"No es la muerte la que duele, sino morir sin haber amado lo suficiente."
El cielo estalló en llamas. Ráfagas de fuego, fragmentos de hielo y relámpagos azotaron la montaña. Los dioses habían descendido con toda su furia, con todo el poder que milenios de tiranía les habían otorgado. No era una simple lucha: era el intento de borrar de la existencia un amor que nunca debió ser.
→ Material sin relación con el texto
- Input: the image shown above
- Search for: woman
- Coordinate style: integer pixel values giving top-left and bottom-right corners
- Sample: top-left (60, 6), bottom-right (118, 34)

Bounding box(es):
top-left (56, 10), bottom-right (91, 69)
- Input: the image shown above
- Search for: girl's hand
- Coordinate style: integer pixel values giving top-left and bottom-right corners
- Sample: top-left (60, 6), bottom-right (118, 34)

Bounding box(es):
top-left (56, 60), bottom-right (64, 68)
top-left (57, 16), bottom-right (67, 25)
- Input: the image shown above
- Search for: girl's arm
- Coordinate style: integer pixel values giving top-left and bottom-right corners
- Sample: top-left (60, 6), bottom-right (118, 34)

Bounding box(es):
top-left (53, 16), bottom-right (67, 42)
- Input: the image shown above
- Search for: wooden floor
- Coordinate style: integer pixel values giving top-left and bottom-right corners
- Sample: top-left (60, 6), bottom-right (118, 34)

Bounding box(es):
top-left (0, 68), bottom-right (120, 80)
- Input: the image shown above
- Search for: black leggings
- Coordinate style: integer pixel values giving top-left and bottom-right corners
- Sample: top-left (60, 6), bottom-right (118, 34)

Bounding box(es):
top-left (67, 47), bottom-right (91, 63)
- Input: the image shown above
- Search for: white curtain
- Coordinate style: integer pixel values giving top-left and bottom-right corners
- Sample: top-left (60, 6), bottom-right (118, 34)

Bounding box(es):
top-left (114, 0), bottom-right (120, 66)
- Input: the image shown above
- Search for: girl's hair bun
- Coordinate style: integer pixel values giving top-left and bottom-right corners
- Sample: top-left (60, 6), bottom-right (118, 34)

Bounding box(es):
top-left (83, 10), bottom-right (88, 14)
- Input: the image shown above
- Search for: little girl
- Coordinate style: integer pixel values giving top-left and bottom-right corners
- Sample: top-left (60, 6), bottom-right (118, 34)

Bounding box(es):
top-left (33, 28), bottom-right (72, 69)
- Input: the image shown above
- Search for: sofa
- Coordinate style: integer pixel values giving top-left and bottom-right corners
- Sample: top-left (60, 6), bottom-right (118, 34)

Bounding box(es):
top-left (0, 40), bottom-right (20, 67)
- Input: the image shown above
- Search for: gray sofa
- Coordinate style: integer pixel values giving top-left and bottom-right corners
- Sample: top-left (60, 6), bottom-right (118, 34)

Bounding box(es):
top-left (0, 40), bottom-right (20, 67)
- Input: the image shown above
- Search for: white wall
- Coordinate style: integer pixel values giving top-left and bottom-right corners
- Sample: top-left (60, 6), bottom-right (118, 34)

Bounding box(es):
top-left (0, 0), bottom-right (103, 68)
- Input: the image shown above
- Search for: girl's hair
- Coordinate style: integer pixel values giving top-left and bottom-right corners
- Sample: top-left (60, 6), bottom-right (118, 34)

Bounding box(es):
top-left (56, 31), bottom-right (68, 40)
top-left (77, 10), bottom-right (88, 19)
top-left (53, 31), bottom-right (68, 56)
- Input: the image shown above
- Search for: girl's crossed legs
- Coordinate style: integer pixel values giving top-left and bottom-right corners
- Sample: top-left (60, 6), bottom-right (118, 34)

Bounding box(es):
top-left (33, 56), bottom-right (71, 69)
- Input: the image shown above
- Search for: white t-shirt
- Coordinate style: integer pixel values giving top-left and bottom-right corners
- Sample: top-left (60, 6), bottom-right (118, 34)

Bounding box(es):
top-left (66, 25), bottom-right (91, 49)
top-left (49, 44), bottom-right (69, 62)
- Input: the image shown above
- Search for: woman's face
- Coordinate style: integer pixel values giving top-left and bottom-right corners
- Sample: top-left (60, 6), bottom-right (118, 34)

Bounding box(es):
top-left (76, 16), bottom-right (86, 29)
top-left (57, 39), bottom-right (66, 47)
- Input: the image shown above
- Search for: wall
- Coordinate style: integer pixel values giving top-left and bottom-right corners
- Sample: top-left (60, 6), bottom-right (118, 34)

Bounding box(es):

El lobo negro se lanzó contra ellos, su cuerpo convertido en un torbellino de colmillos y garras. Cada golpe que recibía lo hacía tambalear, pero no retrocedía. El suelo temblaba bajo sus patas ensangrentadas, mientras las sombras de los dioses lo cercaban como lobos hambrientos.
Uno de ellos, con forma de sombra alada, lo golpeó con una lanza de relámpago. El impacto abrió una herida profunda en su costado. El dolor lo hizo gemir, pero en sus ojos encendidos no había rendición, solo furia y devoción. Se lanzó contra la criatura, hundiendo sus colmillos en su brazo etéreo, desgarrándolo con la fuerza de un condenado. El dios gritó, sorprendido por la ferocidad de la bestia, y retrocedió.
Pero otros lo rodeaban. Uno tras otro, los dioses lo castigaban con llamas, con cadenas de hielo, con vendavales que arrancaban los árboles de raíz. El lobo caía y se levantaba, jadeante, su pelaje empapado de sangre y ceniza. Cada respiración era un tormento, pero aún así seguía peleando. No por orgullo. No por odio. Peleaba porque sabía que la luna lo observaba, y que su sacrificio era la única muralla entre ella y la destrucción.
El cielo retumbó cuando un dios gigantesco, de cuerpo de roca incandescente, alzó su puño y lo estrelló contra el suelo. El lobo apenas pudo esquivar, pero la onda expansiva lo lanzó contra una roca. El impacto le quebró el aliento, y por un momento sus patas no respondieron. Allí, tendido, vio hacia arriba… y la luna lo miraba, radiante, llorando en silencio con su luz.
—No llores por mí —parecía decir su mirada roja, sangrante—. Llorarás cuando deje de luchar.
Con un rugido desgarrador, el lobo se levantó. Sus heridas lo hacían tambalear, pero su espíritu ardía más fuerte que nunca. Saltó contra el gigante, atravesando llamas, atravesando dolor. Mordió, arañó, destrozó lo que pudo. No era una victoria lo que buscaba. Era tiempo. Tiempo para ella, tiempo para amar incluso muriendo.
Los dioses rugieron con furia. Nunca imaginaron que un simple lobo resistiera tanto. Nunca imaginaron que la fuerza del amor pudiera desafiar la eternidad.
Y en medio de ese caos, la luna titiló con un brillo más fuerte que nunca. Una luz blanca descendió como un suspiro, como un susurro. Ella estaba preparándose para lo inevitable.
El lobo lo entendió. El sacrificio estaba cerca.